Diagram showing a multi-scale feature extraction network. It includes modules labeled RSU_7 to RSU_4, with arrows indicating the flow. Green, blue, and orange bars represent different layers: Conv+BN+Relu, Upsampling+Conv+BN+Relu, and Downsampling+Conv+BN+Relu. The right panel shows processing stages with down-sampling and up-sampling indicators. A legend explains color codes and operations.

Figure 2. The overall framework of the network.

3.1 U²-Net-based backbone network architecture

According to the analysis, it was found that the U²-Net-based network is suitable for achieving the localization of tampered regions in image splicing at the pixel level. U²-Net is a network structure proposed on the basis of U-Net (Ronneberger et al., 2015), which is also an encoding–decoding network structure. RSU is used for network extraction features. Each RSU is constructed based on the U-Net network. It can be said that U²-Net is a nested network based on U-Net, where the residual block and the overall network are shaped like a U. Therefore, the network structure is a nested U-Net, which strengthens the learning capability of the model and increases the learning of multiple scales to obtain good localization results.
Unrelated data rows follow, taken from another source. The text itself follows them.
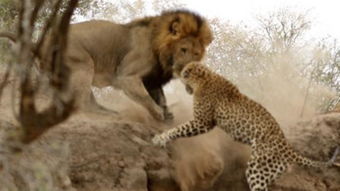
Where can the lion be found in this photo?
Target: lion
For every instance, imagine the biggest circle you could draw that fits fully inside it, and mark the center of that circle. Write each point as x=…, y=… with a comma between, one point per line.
x=138, y=57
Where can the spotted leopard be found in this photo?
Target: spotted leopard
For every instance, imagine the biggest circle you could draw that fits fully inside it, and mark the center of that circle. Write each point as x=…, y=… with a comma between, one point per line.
x=217, y=102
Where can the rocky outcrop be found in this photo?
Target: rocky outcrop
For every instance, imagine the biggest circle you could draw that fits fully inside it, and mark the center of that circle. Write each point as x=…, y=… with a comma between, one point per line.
x=92, y=154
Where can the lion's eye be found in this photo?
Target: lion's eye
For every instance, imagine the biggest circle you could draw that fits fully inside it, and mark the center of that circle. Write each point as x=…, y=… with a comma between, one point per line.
x=184, y=50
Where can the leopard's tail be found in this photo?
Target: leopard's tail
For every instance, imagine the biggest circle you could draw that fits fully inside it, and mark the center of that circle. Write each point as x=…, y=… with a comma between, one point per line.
x=304, y=161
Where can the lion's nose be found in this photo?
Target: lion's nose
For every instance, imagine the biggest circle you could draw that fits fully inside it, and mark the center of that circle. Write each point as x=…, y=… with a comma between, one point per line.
x=186, y=74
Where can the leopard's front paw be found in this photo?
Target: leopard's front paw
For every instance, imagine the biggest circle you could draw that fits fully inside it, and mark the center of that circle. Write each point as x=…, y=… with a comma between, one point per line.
x=160, y=140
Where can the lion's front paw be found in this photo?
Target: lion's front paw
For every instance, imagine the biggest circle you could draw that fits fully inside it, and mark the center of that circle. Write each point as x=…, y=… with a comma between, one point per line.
x=159, y=140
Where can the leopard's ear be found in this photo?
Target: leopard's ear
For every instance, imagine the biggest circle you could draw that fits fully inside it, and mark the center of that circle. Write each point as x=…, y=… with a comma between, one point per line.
x=189, y=89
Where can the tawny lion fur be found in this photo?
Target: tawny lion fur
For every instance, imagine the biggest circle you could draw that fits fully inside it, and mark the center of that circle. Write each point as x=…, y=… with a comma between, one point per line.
x=138, y=57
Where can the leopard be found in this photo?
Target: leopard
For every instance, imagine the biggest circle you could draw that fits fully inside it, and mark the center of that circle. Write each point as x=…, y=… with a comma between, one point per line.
x=218, y=103
x=138, y=57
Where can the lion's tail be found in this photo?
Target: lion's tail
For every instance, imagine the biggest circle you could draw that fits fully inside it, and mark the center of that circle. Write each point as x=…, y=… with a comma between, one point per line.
x=304, y=161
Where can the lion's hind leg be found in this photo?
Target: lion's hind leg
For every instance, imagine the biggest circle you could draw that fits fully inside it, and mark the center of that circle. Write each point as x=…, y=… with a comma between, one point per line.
x=80, y=84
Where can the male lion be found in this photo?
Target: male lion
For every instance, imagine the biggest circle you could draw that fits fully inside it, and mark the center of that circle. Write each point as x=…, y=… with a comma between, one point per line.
x=138, y=57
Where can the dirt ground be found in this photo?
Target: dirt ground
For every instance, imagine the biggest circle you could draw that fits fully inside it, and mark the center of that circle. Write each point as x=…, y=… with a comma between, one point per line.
x=91, y=152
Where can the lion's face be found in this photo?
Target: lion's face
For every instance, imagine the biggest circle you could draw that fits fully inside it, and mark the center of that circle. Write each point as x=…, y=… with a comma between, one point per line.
x=181, y=38
x=186, y=50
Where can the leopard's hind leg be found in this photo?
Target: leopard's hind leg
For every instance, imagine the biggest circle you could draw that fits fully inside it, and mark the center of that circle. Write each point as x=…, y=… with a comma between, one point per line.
x=264, y=167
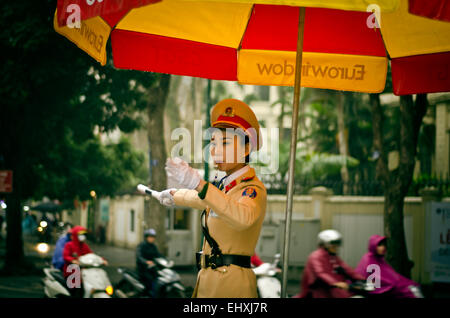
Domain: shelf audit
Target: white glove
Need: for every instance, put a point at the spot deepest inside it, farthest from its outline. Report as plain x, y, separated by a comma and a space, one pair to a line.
181, 173
166, 198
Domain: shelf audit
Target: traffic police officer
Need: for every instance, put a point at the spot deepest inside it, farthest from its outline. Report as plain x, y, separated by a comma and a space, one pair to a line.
233, 211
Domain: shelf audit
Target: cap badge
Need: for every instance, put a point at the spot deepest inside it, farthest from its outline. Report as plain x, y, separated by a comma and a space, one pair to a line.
229, 111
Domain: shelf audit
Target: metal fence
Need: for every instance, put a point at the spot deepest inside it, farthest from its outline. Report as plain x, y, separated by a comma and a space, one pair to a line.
275, 185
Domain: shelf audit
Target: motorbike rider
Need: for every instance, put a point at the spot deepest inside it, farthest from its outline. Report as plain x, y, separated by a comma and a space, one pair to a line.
325, 273
145, 256
58, 259
72, 251
391, 283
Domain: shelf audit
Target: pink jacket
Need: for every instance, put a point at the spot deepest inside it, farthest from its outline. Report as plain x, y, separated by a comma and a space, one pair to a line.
319, 275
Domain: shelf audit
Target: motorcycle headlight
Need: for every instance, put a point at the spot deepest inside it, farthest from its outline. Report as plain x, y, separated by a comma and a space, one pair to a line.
42, 248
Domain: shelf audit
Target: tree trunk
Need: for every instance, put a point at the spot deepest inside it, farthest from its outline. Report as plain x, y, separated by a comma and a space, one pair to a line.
156, 213
396, 183
343, 147
14, 243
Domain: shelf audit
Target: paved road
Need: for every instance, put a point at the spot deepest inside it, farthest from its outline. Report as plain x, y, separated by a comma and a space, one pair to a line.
30, 286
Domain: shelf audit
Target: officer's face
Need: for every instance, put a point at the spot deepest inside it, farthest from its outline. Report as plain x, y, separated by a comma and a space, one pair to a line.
228, 149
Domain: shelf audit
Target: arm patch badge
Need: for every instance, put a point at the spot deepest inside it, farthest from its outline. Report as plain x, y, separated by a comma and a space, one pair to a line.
249, 192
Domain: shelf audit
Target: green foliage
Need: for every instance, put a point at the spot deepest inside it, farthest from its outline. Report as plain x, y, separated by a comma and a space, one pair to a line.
54, 98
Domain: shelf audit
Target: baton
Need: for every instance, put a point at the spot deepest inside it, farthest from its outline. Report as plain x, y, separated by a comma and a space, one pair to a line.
146, 190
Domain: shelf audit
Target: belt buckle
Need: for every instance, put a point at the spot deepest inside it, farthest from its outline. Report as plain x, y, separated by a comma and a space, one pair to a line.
213, 261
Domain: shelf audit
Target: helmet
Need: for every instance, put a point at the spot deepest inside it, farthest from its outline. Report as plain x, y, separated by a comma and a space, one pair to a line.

The RSU module is used as the main encoding module of the network. As shown in Figure 3, RSU_L is composed of an input layer that gathers local features and conversion channels, a U-shaped network structure that extracts and encodes contextual information, and an output layer that combines the input layer and middle layer. Similar to U-Net, the left half of the structure is the encoding stage, which extracts features using the 3 × 3 convolution and increases the receptive field by downsampling. The right half is the decoding structure, which upsamples features to a high-resolution feature map and cascades the feature map at the encoding and decoding using a skip connection. The value of L is typically set according to the size of the feature map. The larger the size of the feature map, the larger the L used to obtain more information. Therefore, in the encoding stage, the value of L generally decreases from the upper layer to the lower layer. In Figure 3, when L is seven, the input channel number is C_in, the middle channel number is M, and the output channel number is C_out. The feature map is first transformed by the 3 × 3 convolution for channel number transformation, then it enters the middle layer of the entire structure. The 3 × 3 convolution and 1/2 downsampling are used at the left stage of the middle layer. Since L = 7, the left stage of the middle layer uses seven layers of cascaded convolution with downsampling at each layer. The seventh layer uses dilated convolution. Then, the feature map is sent to the right side of the structure. The feature maps of each layer on the right side and the corresponding layer on the left side are superimposed by channels, and the 3 × 3 convolution and upsampling are performed. Finally, the output of the middle layer and the input of the middle layer are added to obtain the output of an RSU. This is the workflow of the RSU.

Figure 3

Flowchart depicting a neural network architecture with input, output, and several layers. Input and output are marked by dashed lines. Green boxes represent downsampling with convolution, batch normalization, and ReLU activation. Purple boxes indicate upsampling layers with similar operations. The architecture includes an addition operation and a sequence of interconnected layers, with a total of seven layers shown.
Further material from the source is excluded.